The bare room, illuminated only by moonlight, was suddenly replaced by a crowded room with white washed walls and potted plants, a common room where sunlight streamed in from windows in the ceiling, far out of reach of the patients. They surrounded him, maybe two dozens, mostly wearing the shapeless white gowns that rendered the wearers strangely sexless and shapeless, while their eyes seemed too wide and too dark in all their faces. Some at the far edge of the crowd wore straightjackets, probably the gear they died in, or had shaved heads bearing scars and marks from various treatments.
Rage seemed to come off them in waves, inchoate and incoherent, a random hatred of the world of the living and everything in it. “Living,” the nearest one growled at him, making it sound like a curse. “You don’t belong here.”
“But I’m not, not really,” he explained, feeling disappointingly sober. Well, sober-er. “I’m a … oh fuck, I dunno, agent.”
They didn’t know what that was, or they didn’t care. They closed in on him, like this was a gang bang and he had been selected as the fuck towel, and he felt more sober by the second.
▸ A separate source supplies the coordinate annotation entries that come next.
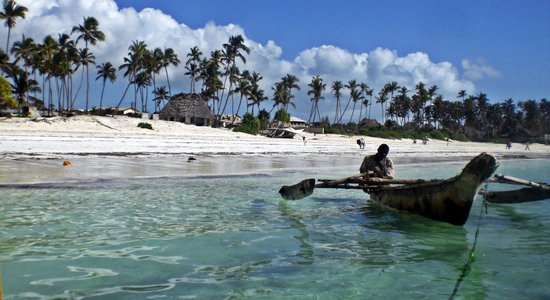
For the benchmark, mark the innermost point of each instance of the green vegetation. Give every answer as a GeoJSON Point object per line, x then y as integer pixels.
{"type": "Point", "coordinates": [282, 115]}
{"type": "Point", "coordinates": [6, 99]}
{"type": "Point", "coordinates": [145, 125]}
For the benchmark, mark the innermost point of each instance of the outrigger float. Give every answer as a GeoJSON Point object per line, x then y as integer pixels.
{"type": "Point", "coordinates": [447, 200]}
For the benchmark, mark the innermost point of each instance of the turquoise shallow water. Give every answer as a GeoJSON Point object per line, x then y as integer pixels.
{"type": "Point", "coordinates": [233, 237]}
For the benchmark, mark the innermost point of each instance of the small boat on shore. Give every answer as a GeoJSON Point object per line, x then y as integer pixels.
{"type": "Point", "coordinates": [286, 133]}
{"type": "Point", "coordinates": [448, 200]}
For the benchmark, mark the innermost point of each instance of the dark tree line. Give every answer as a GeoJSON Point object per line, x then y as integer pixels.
{"type": "Point", "coordinates": [54, 71]}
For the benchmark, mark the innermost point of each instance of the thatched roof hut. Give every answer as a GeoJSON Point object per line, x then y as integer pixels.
{"type": "Point", "coordinates": [188, 109]}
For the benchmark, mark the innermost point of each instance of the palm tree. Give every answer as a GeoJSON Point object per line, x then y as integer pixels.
{"type": "Point", "coordinates": [105, 71]}
{"type": "Point", "coordinates": [351, 86]}
{"type": "Point", "coordinates": [85, 59]}
{"type": "Point", "coordinates": [390, 88]}
{"type": "Point", "coordinates": [169, 57]}
{"type": "Point", "coordinates": [24, 50]}
{"type": "Point", "coordinates": [256, 94]}
{"type": "Point", "coordinates": [22, 85]}
{"type": "Point", "coordinates": [232, 50]}
{"type": "Point", "coordinates": [244, 88]}
{"type": "Point", "coordinates": [161, 94]}
{"type": "Point", "coordinates": [355, 95]}
{"type": "Point", "coordinates": [382, 98]}
{"type": "Point", "coordinates": [336, 87]}
{"type": "Point", "coordinates": [192, 66]}
{"type": "Point", "coordinates": [11, 12]}
{"type": "Point", "coordinates": [317, 87]}
{"type": "Point", "coordinates": [90, 34]}
{"type": "Point", "coordinates": [363, 87]}
{"type": "Point", "coordinates": [133, 64]}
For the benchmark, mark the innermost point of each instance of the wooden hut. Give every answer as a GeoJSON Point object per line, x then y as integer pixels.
{"type": "Point", "coordinates": [188, 109]}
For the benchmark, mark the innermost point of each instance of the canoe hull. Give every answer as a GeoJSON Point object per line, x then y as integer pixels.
{"type": "Point", "coordinates": [447, 201]}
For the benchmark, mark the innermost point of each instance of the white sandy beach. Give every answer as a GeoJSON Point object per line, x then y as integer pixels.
{"type": "Point", "coordinates": [115, 146]}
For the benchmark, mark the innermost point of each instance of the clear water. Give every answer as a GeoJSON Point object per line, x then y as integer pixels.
{"type": "Point", "coordinates": [233, 237]}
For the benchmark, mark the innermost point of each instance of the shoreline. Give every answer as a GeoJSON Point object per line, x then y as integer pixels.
{"type": "Point", "coordinates": [33, 151]}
Maybe he hadn’t thought this out. They were dead, all right, but some of them had been tortured, others were genuinely mentally ill, and all had had pretty violent experiences even before their own violent deaths. He had dealt with dead like that separately, but never in a group. “He’s coming.”
That made them stop in their tracks. Gryphon didn’t even know why he had said that, but he had to say something. Lucky for him, it was the right thing. They looked to each other as if seeking answers, but no one seemed to have one. “He?” The presumed leader asked. He had a scar bisecting his upper lip, and a nose that had been broken and badly reset, leaving it a flat, mangled thing in the center of his face.
“Yeah. You wanna kick his ass? Then you gotta help me do it.”
More murmuring, the sound of wind through dry grass. Then the leader – his name had been Bernard, but everybody called him Buzz – looked at him with his hard, dark eyes, and asked, “How?”
That was probably as close to an agreement that he was ever going to get.